"Mãe, eu tô com medo". A declaração foi feita por um pré-adolescente após acompanhar o noticiário da quinta-feira (26), data em que completou uma semana da morte de João Alberto, o homem negro assassinado dentro de um hipermercado em Porto Alegre, minha cidade natal. Feriu feito a lâmina de um punhal a retalhar as entranhas. Senti que um pedaço da minha alma endureceu.
O impacto das palavras foi aterrorizante e forte como um coice. Por alguns segundos, fiquei sem reação.

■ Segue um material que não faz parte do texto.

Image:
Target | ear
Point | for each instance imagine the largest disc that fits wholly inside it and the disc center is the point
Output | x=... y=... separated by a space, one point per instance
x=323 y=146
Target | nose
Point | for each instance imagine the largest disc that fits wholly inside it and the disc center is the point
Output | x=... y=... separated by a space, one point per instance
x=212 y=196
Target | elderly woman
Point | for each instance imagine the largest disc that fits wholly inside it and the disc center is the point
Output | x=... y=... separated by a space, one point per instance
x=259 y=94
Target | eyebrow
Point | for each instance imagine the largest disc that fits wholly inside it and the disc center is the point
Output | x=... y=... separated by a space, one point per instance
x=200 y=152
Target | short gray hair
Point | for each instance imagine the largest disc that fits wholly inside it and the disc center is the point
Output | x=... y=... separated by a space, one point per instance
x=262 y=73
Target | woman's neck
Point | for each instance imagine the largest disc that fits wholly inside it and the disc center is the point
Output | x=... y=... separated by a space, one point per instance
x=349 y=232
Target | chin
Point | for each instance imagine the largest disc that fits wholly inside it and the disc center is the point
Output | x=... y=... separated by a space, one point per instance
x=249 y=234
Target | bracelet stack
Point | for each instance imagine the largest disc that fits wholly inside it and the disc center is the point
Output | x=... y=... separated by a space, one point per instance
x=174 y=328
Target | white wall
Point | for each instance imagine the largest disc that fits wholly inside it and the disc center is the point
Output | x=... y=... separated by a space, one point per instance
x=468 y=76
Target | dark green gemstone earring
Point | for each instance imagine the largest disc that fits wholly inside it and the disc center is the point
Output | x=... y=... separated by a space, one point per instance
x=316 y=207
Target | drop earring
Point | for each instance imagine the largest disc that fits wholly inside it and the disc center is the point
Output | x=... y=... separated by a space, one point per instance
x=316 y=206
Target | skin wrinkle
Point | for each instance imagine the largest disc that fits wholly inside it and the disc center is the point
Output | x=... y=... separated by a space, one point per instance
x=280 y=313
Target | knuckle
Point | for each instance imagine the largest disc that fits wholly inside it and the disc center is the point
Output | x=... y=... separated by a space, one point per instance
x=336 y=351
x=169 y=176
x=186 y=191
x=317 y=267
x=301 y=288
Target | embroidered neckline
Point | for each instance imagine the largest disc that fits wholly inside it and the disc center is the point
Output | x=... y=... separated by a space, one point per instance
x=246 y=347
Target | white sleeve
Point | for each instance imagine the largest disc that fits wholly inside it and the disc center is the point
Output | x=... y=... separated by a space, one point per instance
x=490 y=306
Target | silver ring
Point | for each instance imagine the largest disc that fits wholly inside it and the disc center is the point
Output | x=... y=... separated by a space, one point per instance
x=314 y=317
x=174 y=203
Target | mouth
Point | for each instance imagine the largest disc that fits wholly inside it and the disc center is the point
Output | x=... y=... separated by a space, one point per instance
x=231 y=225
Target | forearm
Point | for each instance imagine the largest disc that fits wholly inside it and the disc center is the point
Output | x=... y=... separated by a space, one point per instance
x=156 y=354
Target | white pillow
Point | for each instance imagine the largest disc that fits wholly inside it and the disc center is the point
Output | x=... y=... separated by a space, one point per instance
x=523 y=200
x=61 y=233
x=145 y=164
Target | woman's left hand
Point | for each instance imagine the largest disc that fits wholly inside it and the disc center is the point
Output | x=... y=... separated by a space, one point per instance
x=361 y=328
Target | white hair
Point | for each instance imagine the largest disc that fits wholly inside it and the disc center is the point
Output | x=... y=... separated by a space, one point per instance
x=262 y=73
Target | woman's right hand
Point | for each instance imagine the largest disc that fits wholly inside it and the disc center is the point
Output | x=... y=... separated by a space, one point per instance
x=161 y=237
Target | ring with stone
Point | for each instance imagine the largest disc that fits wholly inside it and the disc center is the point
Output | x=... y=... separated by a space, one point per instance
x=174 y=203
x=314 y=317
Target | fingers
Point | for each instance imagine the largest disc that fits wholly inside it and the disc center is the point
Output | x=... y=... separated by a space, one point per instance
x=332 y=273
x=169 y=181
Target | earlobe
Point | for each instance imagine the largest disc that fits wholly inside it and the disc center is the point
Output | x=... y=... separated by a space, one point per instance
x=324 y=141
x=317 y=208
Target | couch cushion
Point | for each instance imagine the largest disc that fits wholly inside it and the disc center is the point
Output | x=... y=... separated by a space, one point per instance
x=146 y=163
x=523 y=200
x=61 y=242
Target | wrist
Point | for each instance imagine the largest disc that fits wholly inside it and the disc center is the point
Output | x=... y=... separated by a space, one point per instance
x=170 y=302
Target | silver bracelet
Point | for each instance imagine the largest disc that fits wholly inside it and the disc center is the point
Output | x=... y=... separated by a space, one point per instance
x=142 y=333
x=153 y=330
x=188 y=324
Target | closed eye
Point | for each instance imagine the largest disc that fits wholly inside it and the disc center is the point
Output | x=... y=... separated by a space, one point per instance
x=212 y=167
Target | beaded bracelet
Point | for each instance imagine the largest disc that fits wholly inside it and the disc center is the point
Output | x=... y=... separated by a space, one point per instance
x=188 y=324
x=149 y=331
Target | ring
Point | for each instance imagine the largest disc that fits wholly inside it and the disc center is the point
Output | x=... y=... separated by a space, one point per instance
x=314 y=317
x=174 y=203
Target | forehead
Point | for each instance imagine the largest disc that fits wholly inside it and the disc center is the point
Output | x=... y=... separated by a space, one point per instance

Na verdade, entrei em pânico. O tempo pareceu uma eternidade em que meus neurônios buscavam a conexão certa para que eu conseguisse dizer as palavras mais adequadas à situação.
Sabia desde o primeiro momento que gostaria de falar "filho, não te preocupa. Não tens do que ter medo". Mas a realidade me impedia de proferir mentira tão deslavada. Acredito que a verdade, por mais dura que seja, é a melhor opção. Neste caso, me pareceu ser também o único caminho.
Em sã consciência, não há mãe de pessoa preta ou parda no Brasil que possa afirmar aos filhos que eles não têm nada a temer. Por mais triste ou absurdo que pareça, essa é a realidade dos negros no final do ano de 2020.
Ainda meio zonza, ensaiei timidamente um "filho, a mãe tá aqui e vai te proteger sempre que puder". Palavras pronunciadas com a falta de convicção de quem sabe que está afirmando algo cujo cumprimento transcende a própria capacidade.
Por mais zelosa que seja, não há mãe capaz de dar conta do impacto da ação de uma estrutura orquestrada e bem azeitada para ceifar, desumanizar, inferiorizar, humilhar e subjugar vidas negras até mesmo durante o exercício de tarefas corriqueiras, como ir ao supermercado.
Como mãe, mulher e cidadã brasileira, rogo a todos --independente de raça-- que façam um esforço para ao menos reconhecer essa chaga tão abominável que afeta o país de maneira brutal, devastadora, letal e que carrega o nome de racismo.